I would like to know the best practice: I have two entities - Person and Address (relationship - for example: one Person has one Address). Both have its own primary key (id - auto generate). Now I create a Person with an Address and persist. Then (after weeks) I create another Person with the same Address and persist. But: the JPA does know nothing about the equality - so it generates an unique Address-id and in the Address table are now two records, where the only different is the id - primary key. How to solve this issue? The requested behavior is following: two records in the Person table and one record in the Address table + in the both records in the Person table the same references to Address.

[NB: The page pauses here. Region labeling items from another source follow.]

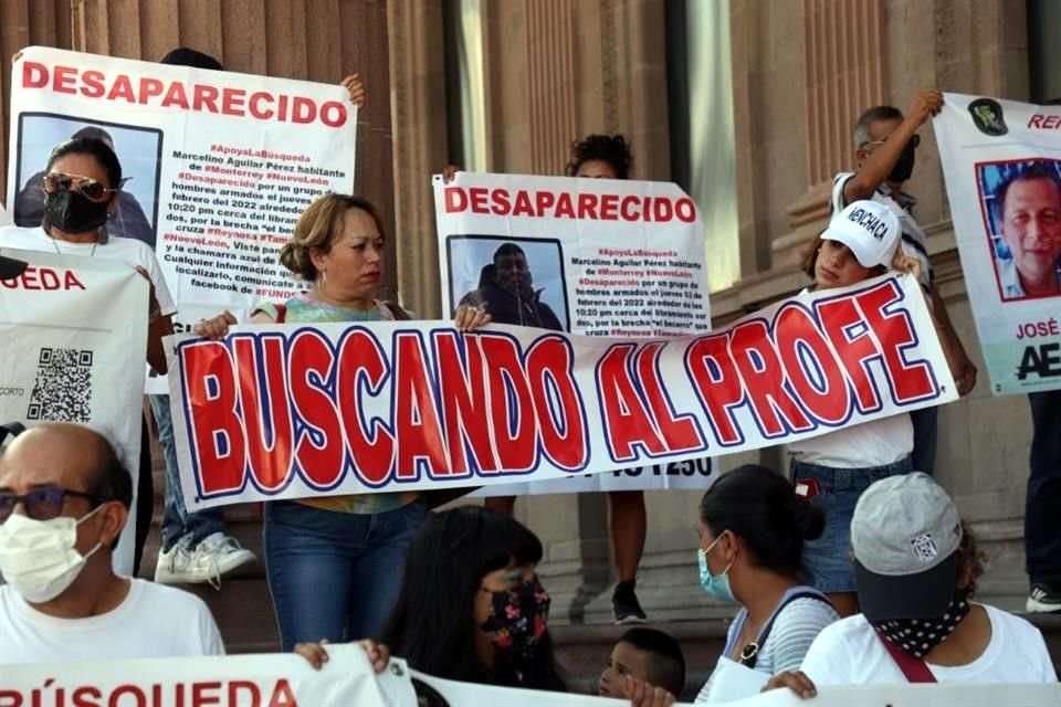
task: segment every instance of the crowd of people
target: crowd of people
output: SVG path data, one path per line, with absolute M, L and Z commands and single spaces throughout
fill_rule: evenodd
M 221 68 L 185 49 L 164 61 Z M 356 76 L 344 85 L 351 101 L 364 103 Z M 915 201 L 902 191 L 914 168 L 917 130 L 942 102 L 938 92 L 921 92 L 905 116 L 878 106 L 860 117 L 857 169 L 837 176 L 832 218 L 810 244 L 802 270 L 808 288 L 819 291 L 889 271 L 915 275 L 966 394 L 977 370 L 939 297 L 925 234 L 912 213 Z M 630 175 L 632 155 L 621 136 L 590 136 L 571 155 L 569 176 Z M 122 204 L 130 203 L 113 146 L 104 135 L 81 130 L 56 146 L 31 180 L 40 183 L 40 224 L 0 230 L 0 246 L 113 258 L 137 268 L 151 284 L 147 363 L 166 373 L 161 339 L 172 333 L 176 305 L 145 240 L 108 233 Z M 1049 176 L 1021 177 L 1007 193 L 1007 214 L 1033 198 L 1061 202 L 1061 184 Z M 1016 225 L 1006 231 L 1015 253 L 1029 239 L 1049 240 L 1034 228 L 1021 222 L 1020 232 Z M 305 291 L 261 303 L 250 324 L 412 318 L 398 303 L 377 297 L 386 238 L 370 202 L 319 197 L 280 253 Z M 1061 252 L 1061 238 L 1049 245 Z M 1013 282 L 1031 287 L 1022 262 L 1015 260 Z M 477 288 L 452 314 L 463 331 L 492 321 L 563 328 L 513 243 L 496 250 Z M 223 312 L 195 331 L 221 338 L 234 324 Z M 1061 610 L 1059 397 L 1061 391 L 1031 395 L 1029 611 Z M 3 447 L 0 665 L 224 652 L 207 605 L 166 584 L 217 584 L 256 558 L 225 535 L 219 511 L 183 507 L 169 401 L 153 398 L 150 409 L 167 467 L 155 582 L 113 570 L 134 498 L 127 465 L 140 460 L 120 460 L 104 431 L 67 423 L 41 424 Z M 747 685 L 748 674 L 765 689 L 788 687 L 802 696 L 830 684 L 1057 682 L 1034 626 L 974 601 L 983 556 L 931 476 L 937 436 L 934 408 L 847 426 L 791 444 L 787 476 L 746 465 L 703 494 L 698 517 L 690 518 L 700 535 L 700 583 L 706 594 L 739 609 L 697 703 L 733 698 L 733 684 Z M 141 466 L 139 478 L 137 563 L 151 517 L 149 466 Z M 515 498 L 445 510 L 431 509 L 432 503 L 420 492 L 392 492 L 264 504 L 264 564 L 281 650 L 319 667 L 329 644 L 360 641 L 377 669 L 393 654 L 438 677 L 568 689 L 548 631 L 550 597 L 537 573 L 543 545 L 512 517 Z M 643 493 L 613 492 L 609 508 L 619 580 L 614 618 L 644 622 L 634 593 L 648 528 Z M 681 647 L 661 631 L 631 629 L 601 661 L 600 695 L 668 705 L 685 689 Z

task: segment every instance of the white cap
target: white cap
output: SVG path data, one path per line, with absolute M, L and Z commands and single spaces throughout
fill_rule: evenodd
M 847 245 L 862 267 L 889 266 L 899 245 L 899 218 L 875 201 L 855 201 L 838 213 L 821 234 Z

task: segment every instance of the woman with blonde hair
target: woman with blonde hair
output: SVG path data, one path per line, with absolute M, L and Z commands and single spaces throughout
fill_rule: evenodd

I think, I should change the mean of generating the Address-Id: by using a query, which find the same entity (if exists) and only joins the reference to the Person (if does not exist - auto generate). The result: two Person and one Address. But this mean is quite silly. Do you know some better practice?
In this particular case I think you should leave things the way they are. That is because it is very difficult to tell whether two addresses are "the same". There are companies who do nothing but clean up people's address databases by looking for cryptic duplicates.
For example you would need to treat addresses like "123 West 18th Ave" and "123 W 18th Avenue" and "123 18th Ave W" and many other variations as "the same". Perhaps you already have a rigorous standardization process applied to your addresses before they are input -- but I doubt it, because even this is very difficult to achieve.
(Note that I'm specifically talking about Address entities here; for other entities you might want to do what you suggested and eliminate duplicates.)